The study, published recently in Nature Communications, was conducted by Alex Perkins, Eck Family Assistant Professor in the Department of Biological Sciences, and collaborators including lead-author Rachel J. Oidtman, a fourth-year graduate student in the department, and other researchers in China and Europe. The team used a modeling technique that evaluated the role of not only known causes of dengue outbreaks, but also potential causes yet unknown to researchers.

Dengue fever is a virus transmitted by the Aedes genus of mosquito, which also transmits the yellow fever, Zika, and chikungunya viruses. Symptoms include fever, headache, nausea, rash, joint pain, and minor bleeding or bruising. Understanding the spread of dengue in China may lead to understanding of the disease in other areas that are not endemic for the virus, including parts of the southern United States, in the wake of rising temperatures.

“We’re not the first people who have studied this dengue outbreak in China, but we thought it might be worth taking a closer look at it with modeling techniques that we thought might shed some new light on this question of what drove such an unusually large outbreak that year,” said Perkins, who is affiliated with the Eck Institute for Global Health.

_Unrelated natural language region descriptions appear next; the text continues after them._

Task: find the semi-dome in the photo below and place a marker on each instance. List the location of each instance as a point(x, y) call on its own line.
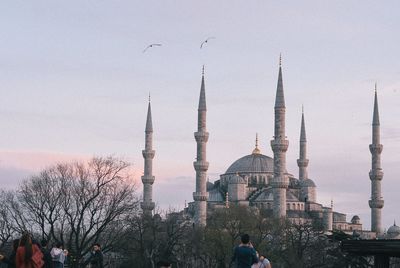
point(236, 179)
point(307, 183)
point(252, 163)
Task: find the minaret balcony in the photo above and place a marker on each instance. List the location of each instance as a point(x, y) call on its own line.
point(302, 162)
point(279, 145)
point(376, 203)
point(201, 136)
point(198, 196)
point(376, 174)
point(148, 154)
point(375, 148)
point(147, 205)
point(148, 179)
point(201, 165)
point(280, 183)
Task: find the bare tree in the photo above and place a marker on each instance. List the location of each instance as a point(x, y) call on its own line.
point(79, 204)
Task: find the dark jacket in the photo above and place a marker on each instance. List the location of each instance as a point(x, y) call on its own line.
point(244, 256)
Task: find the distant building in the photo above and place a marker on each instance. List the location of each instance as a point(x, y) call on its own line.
point(260, 181)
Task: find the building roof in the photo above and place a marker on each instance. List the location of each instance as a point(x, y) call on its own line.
point(394, 230)
point(253, 163)
point(237, 180)
point(307, 183)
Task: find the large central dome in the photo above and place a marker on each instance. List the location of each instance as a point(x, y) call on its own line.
point(252, 163)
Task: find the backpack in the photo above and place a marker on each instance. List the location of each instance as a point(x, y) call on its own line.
point(37, 258)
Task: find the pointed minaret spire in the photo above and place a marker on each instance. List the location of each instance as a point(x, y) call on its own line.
point(376, 174)
point(279, 144)
point(149, 123)
point(256, 150)
point(280, 97)
point(302, 162)
point(201, 165)
point(202, 99)
point(148, 179)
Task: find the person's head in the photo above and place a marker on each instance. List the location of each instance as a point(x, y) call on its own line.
point(15, 244)
point(96, 247)
point(245, 239)
point(43, 243)
point(163, 264)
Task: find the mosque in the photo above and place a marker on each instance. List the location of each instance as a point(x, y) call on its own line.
point(262, 182)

They looked at eleven years’ worth of data and determined that in years with far smaller outbreaks, there was at least one factor unfavorable for a major outbreak, whether it be temperature, low number of mosquitoes, or few imported cases. In 2014 “basically everything lined up just right, kind of like this perfect-storm phenomenon.” But the team had to allow for some statistical “noise” that they couldn’t quite explain in the model, which led them to realize other factors, that no one yet completely understands, played a big role in driving the outbreak.

These factors could include age of mosquitoes – older mosquitoes are more likely to transmit disease because of its incubation period – the serotype of the virus, or its “strain,” and the way the disease affects people upon first, second, or third infection. Up to 80 percent of people show no symptoms during their first infection, even though they may still pass it on to others, Oidtman said.

“One of the most significant things we learned from this is that it shows that even by using all the available data, we can’t necessarily draw a firm conclusion about what’s driving dengue dynamics in China,” she said. “There are complex, interacting factors that are all coming together, that also interact with chance, to lead to such a large outbreak.”

Perkins and Oidtman are planning a trip to China  this summer to meet with their Chinese collaborators to make plans for future studies. “If we understand what drove these outbreaks better, then it will improve our ability to predict future outbreaks,” Perkins said.

In addition to Oidtman and Perkins, other collaborators include Amir Siraj, also of Notre Dame; Shengjie Lai, of Fudan University, Shanghai, China, as well as the University of Southampton, United Kingdom and the Flowminder Foundation of Stockholm, Sweden; Hongjie Yu and Juan Yang, both from Fudan University, and Andrew Tatem, of the University of Southampton and Flowminder Foundation. The research was funded in part by the Arthur J. Schmitt Leadership Fellowship in Science and Engineering, an Eck Institute for Global Health Graduate Fellowship, and a mini-grant from GLOBES, an Interdisciplinary Graduate Training Program in Environment and Society.